On Saturday, Dec 7, 2002, at 05:18 Asia/Tokyo,
<jarkko(_dot_)hietaniemi(_at_)nokia(_dot_)com> wrote:
The "UTF" encoding used by Java's DataOutputStream and DataInputStream
classes
(methods writeUTF() and readUTF()) seems to be a modified form of
UTF-8:
(1) The length of the sequence in bytes is written to the beginning of
a DataOutputStream as a big-endian 16-bit number: e.g. 0x00 0x10
for 16 bytes written.
(Yes, that means that the maximum size is 64 k.)

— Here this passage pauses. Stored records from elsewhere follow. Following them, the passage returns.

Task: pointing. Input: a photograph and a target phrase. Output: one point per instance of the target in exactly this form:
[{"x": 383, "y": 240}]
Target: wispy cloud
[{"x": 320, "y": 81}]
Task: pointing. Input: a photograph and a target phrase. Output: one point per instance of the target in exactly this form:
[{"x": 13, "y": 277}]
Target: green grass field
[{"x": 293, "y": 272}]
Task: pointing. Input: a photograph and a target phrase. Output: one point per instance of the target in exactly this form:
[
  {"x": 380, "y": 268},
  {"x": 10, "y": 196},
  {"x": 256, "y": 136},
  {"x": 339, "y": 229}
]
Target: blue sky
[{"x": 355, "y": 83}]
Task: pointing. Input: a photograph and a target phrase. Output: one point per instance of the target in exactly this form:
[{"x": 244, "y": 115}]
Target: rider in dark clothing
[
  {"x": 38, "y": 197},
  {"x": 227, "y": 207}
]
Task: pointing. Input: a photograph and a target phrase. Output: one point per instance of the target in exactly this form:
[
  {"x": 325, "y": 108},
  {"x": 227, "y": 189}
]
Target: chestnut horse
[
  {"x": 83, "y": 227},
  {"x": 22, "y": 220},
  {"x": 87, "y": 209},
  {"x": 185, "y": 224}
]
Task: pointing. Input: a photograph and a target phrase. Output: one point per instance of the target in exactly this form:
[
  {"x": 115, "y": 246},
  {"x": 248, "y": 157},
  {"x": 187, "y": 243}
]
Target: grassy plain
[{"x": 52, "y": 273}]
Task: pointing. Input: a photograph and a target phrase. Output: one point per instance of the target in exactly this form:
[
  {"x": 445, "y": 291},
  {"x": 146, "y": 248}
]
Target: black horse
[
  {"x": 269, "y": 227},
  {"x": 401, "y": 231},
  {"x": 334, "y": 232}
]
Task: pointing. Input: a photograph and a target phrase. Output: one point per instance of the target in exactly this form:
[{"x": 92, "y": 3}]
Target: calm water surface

(2) The \u0000 (Perl \x00} is encoded as 0xc0 0x80, not 0x00 as in
true UTF-8.
(The claimed goal being that no Java string has embedded 0x00
bytes.)
So, "abc\u0000\u0100" would be encoded as the bytes
0x00 0x07 0x61 0x62 0x63 0xc0 0x80 0xc4 0x80
Maybe there are enough Java users in the world to warrant a special
Encode encoding for this format...? Note that you can't probably use
Perl's
UTF-8 routines to read that 0xc0 0x80 without getting a warning,
because that's
a forbidden non-shortest encoding form of 0x00.
I don't think JavaUTF should go into Encode main; Java has already
screwed up a lot when it comes to encodings. Confusing Shift_JIS and
cp932 was just one good example.
http://archive.develooper.com/perl-unicode(_at_)perl(_dot_)org/msg01030.html
http://developer.java.sun.com/developer/bugParade/bugs/4556882.html
http://www.ingrid.org/java/i18n/encoding/shift_jis.html
At the same time I do not object to the idea that someone releases
Encode::JavaUTF to implement (en|de)code("JavaUTF", $scalar).
IMHO, this is yet another example how screwed up Java is. After all
these years we no longer trust libc. Will the same thing happen to
Java? Write once and screw up everywhere so keep writing until
everyone is happy? Ugh!
Dan the Encode Maintainer